JACKSON, Wyo — With water temperatures on the rise, Wyoming Game and Fish Department (WGFD) Jackson Regional Office, is suggesting that anglers avoid fishing past 2 p.m.
“As the water warms up there is less oxygen in the water, fish tend to stress,” Public Information Specialist Mark Gocke said.
While Game and Fish is making recommendations, the department does not predict any regulations will be implemented on WGFD managed waters. Flat Creek on the National Elk Refuge will still open on Aug.1 with the regular mandatory catch-and-release regulations for trout.
“We have not done a delayed opener or any regulation changes due to water temperatures in the past,” Gocke said. Adding, “Part of that reason is that if our waters do hit 70 degrees, it is typically not for very long. When waters reach those temps the fish usually don’t feed as much and anglers often don’t fish as much. We have never really seen significant impacts to our fish population. At the same time, we think that a voluntary avoidance of fishing is still a good practice.”
Montana Fish Wildlife and Parks recently issued fishing restrictions on several Montana rivers due to high temperatures.

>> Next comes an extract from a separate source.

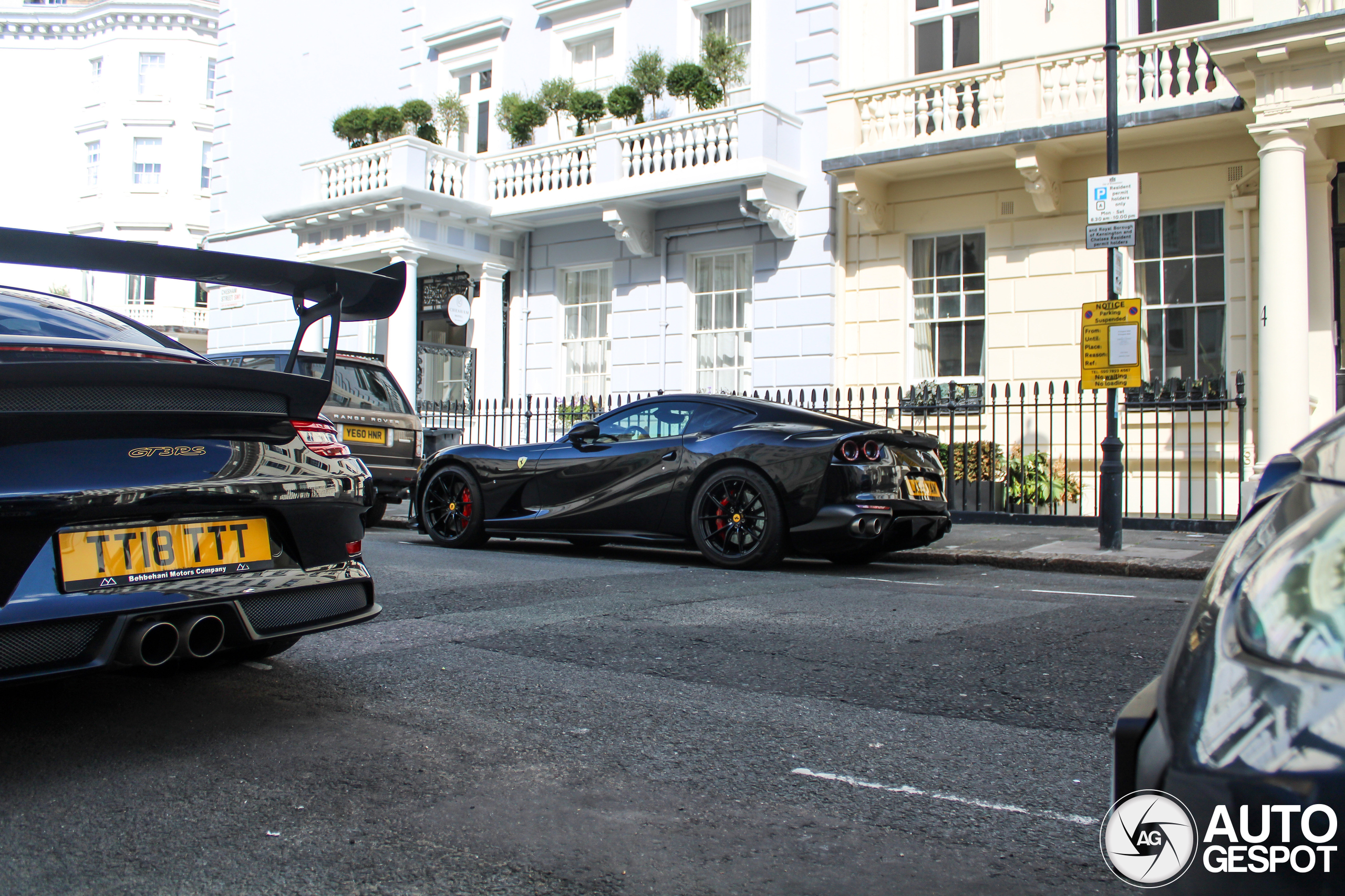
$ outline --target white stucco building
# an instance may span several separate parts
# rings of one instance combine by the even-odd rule
[[[422,406],[834,385],[834,194],[820,161],[835,0],[324,11],[221,11],[210,244],[366,269],[406,261],[418,288],[398,315],[343,328],[342,344],[386,352],[408,391],[418,359]],[[574,136],[566,117],[522,148],[495,124],[507,91],[555,77],[605,91],[640,48],[694,59],[707,28],[749,55],[724,108],[693,114],[664,96],[648,124]],[[347,149],[330,133],[350,106],[445,91],[471,113],[445,145]],[[448,326],[438,295],[459,270],[479,293],[465,328]],[[288,303],[230,292],[211,311],[211,348],[280,344],[276,323],[291,318]]]
[[[218,7],[208,0],[0,5],[0,225],[196,246],[208,221]],[[17,139],[22,132],[22,139]],[[195,284],[0,265],[206,347]]]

The agency issued full closures as well as “hoot owl” restrictions, which means fishing is closed from 2 p.m. to midnight daily.
Yellowstone National Park also recently issued fishing restrictions on park-managed waters. Effective Saturday, July 24, streams and rivers will close at 2 p.m. every afternoon and remain closed until sunrise to protect the trout population.

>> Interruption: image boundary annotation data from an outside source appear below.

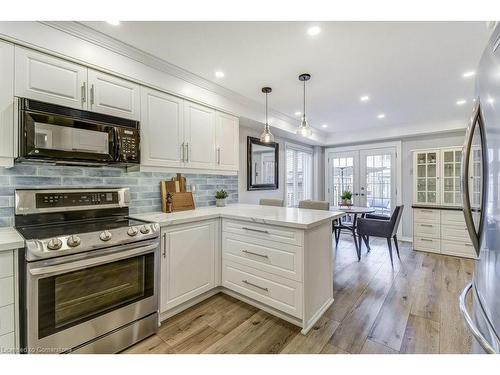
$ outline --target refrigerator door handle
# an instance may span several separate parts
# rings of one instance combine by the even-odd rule
[[[465,303],[465,299],[467,298],[467,294],[469,293],[469,291],[471,289],[472,289],[472,283],[469,283],[464,288],[464,290],[462,290],[462,293],[460,293],[460,297],[459,297],[460,311],[462,312],[462,315],[465,319],[465,323],[467,323],[469,330],[471,331],[474,338],[482,346],[484,351],[488,354],[496,354],[495,349],[493,349],[493,347],[490,345],[490,343],[481,334],[481,331],[479,331],[479,329],[476,327],[476,325],[474,324],[474,321],[472,320],[472,317],[469,315],[469,312],[467,311],[467,304]]]
[[[479,105],[479,98],[476,100],[476,105],[473,110],[473,114],[469,120],[469,125],[467,126],[467,132],[465,135],[465,142],[462,147],[462,162],[461,162],[461,185],[462,185],[462,202],[464,206],[464,218],[465,218],[465,224],[467,226],[467,230],[469,232],[470,238],[472,245],[474,246],[474,249],[476,250],[476,255],[479,256],[479,251],[480,251],[480,243],[479,243],[479,234],[478,231],[476,231],[475,225],[474,225],[474,218],[472,216],[472,207],[470,204],[470,192],[469,192],[469,159],[470,159],[470,150],[472,148],[472,139],[474,137],[474,130],[476,126],[479,125],[480,121],[480,116],[481,116],[481,109]],[[480,129],[481,131],[482,129]],[[481,134],[482,136],[482,134]],[[481,140],[482,141],[482,140]],[[484,164],[484,160],[483,160]],[[483,175],[484,178],[484,175]],[[481,198],[481,201],[483,199]],[[482,202],[481,202],[482,205]],[[482,209],[482,207],[481,207]]]

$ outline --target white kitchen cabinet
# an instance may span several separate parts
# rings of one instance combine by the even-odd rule
[[[14,160],[14,46],[0,42],[0,166]]]
[[[87,109],[87,68],[30,49],[15,48],[15,96]]]
[[[130,81],[88,70],[89,111],[139,120],[140,86]]]
[[[215,113],[189,101],[184,102],[184,163],[189,168],[215,169]]]
[[[239,120],[227,113],[217,112],[215,126],[217,167],[238,170]]]
[[[160,312],[215,287],[217,221],[166,227],[162,230]]]
[[[141,106],[141,164],[181,167],[184,100],[143,87]]]

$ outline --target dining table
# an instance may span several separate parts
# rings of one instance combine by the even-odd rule
[[[335,244],[338,245],[340,239],[340,232],[345,230],[352,234],[352,238],[354,240],[354,246],[356,248],[356,253],[358,256],[358,260],[361,260],[361,248],[358,243],[356,229],[357,229],[357,220],[359,217],[364,218],[367,214],[371,214],[375,212],[375,208],[373,207],[363,207],[363,206],[331,206],[331,211],[342,211],[345,212],[346,216],[351,217],[351,221],[342,221],[342,219],[346,219],[346,216],[343,218],[336,219],[333,225],[333,231],[335,234]]]

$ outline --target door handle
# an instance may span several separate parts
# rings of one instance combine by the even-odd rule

In addition to not fishing past 2 p.m., anglers are urged to play and land fish as quickly as possible to reduce exhaustion, keep fish in the water as much as possible and cut the leader if the fish is hooked deep.
Gocke also suggested that anglers should carry a thermometer to check the water before fishing. Grand Teton National Park says that anglers should stop fishing when the water temperature is above 68 degrees.